Shortage of commanders may be forcing Kingfisher Airlines asking its pilots to fly more but the airline says despite some cockpit crew leaving the organisation, it still has the "adequate number".
In the last 18 months, about 168 pilots including 72 commanders have quit and left for greener pastures, sources said, adding "going by the industry standard, there is a shortage of around 47 commanders".
Without giving out the number of pilots who have left, Kingfisher Airlines maintained it had "rationalised its capacity in 2008-09 due to the economic downturn, resulting drop in passenger traffic.

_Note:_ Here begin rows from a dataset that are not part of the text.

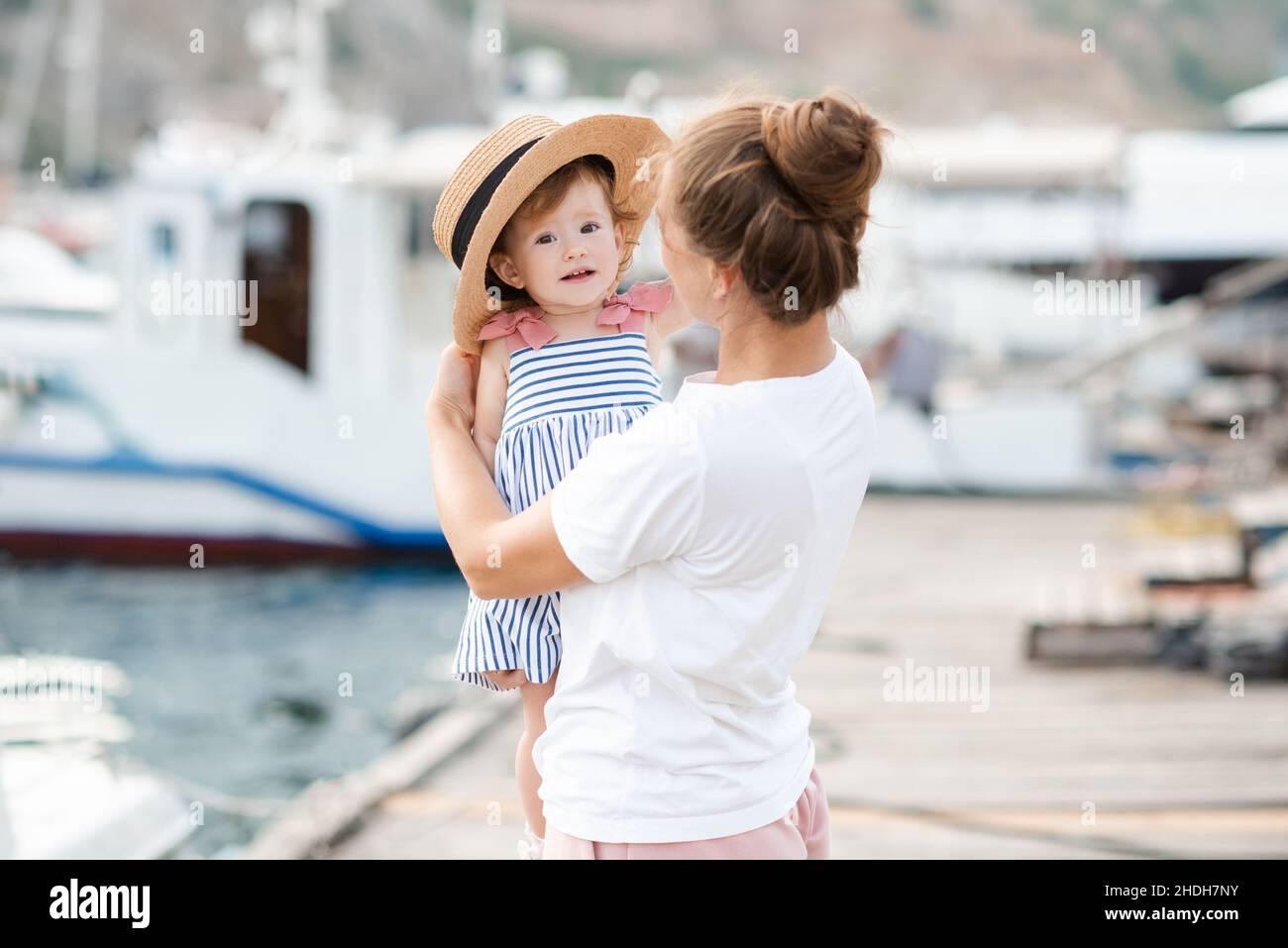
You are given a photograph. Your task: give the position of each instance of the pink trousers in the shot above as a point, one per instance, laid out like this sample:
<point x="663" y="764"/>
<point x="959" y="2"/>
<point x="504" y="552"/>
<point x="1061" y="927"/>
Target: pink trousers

This resulted in a few surplus pilots who left voluntarily to pursue other opportunities".
According to the sources, the airline's present pilot strength was 684, comprising 341 commanders and 351 first officers (co-pilots) to operate a fleet of 53 aircraft, as many as 74 of the co-pilots are currently undergoing training.
They claimed that this shortage was being filled by the airline deploying commanders and co-pilots for more flying time, with the result that about 14 of them have already completed their 1,000 flying hours which they have to carry out in one whole year.

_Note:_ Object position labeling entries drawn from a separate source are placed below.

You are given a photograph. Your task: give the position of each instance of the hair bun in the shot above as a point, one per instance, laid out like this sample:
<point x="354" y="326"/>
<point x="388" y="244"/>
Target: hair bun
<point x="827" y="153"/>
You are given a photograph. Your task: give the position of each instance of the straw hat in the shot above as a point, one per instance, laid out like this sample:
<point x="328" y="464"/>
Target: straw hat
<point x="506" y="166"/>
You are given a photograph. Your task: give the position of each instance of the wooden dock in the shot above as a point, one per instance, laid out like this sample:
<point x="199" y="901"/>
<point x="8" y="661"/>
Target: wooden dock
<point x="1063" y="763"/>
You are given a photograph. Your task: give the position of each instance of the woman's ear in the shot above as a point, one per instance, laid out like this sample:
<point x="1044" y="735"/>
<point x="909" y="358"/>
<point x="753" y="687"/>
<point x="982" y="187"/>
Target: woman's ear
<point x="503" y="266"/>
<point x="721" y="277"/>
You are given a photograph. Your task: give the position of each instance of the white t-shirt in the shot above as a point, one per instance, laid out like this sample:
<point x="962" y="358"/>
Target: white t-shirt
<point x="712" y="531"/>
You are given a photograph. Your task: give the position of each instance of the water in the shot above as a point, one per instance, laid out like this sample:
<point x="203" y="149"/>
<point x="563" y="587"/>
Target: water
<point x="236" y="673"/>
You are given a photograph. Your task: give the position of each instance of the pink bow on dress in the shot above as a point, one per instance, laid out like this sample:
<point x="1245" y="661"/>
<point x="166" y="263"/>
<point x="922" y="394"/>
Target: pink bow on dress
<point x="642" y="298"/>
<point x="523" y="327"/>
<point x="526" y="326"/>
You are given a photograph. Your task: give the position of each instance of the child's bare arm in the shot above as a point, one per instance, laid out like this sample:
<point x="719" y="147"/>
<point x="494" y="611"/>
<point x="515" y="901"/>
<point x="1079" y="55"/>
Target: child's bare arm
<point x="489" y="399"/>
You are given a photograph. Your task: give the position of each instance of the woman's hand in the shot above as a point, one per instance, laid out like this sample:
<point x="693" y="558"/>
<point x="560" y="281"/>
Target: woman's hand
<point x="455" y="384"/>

Therefore, these pilots cannot be used for the rest of the period. "Besides, around 34 pilots have completed around 990 hours and on the verge of being grounded as they have completed the maximum flying time," they said.
The DGCA's Flight Duty Time Limitation (FDTL) rules stipulate a maximum of 1,000 hours of flying in 12 months and if a pilot completes these hours before 12 months, he cannot fly for the rest of the period.
The sources claimed that the problem of pilot shortage may aggravate further when the additional aircraft, including those grounded due to various reasons, join the fleet in the coming days.
A Kingfisher spokesperson, while maintaining that there was no shortage of commanders, said the Vijay Mallya-owned carrier has adequate number of captains to operate its current fleet.
"We ensure that while we maintain highest levels of safety, we utilise our pilots optimally".
"The airline targets a 50-50 mix of commanders and first officers. However, at any given point of time, there will always be more first officers due to the ones that are either going through their initial training after joining Kingfisher or in the upgrade training to convert to a commander," the spokesperson said.
Asked when the grounded planes - eight Airbus A-320s and five ATR turboprops - would re-join the active fleet, the spokesperson said, "The first few of these aircraft will start flying in early January. The rest will be operational in the next few months".
He refuted charges about "poor" service conditions in the airline, saying delivering "high standards of five-star service wouldn't be possible if the work environment was not conducive".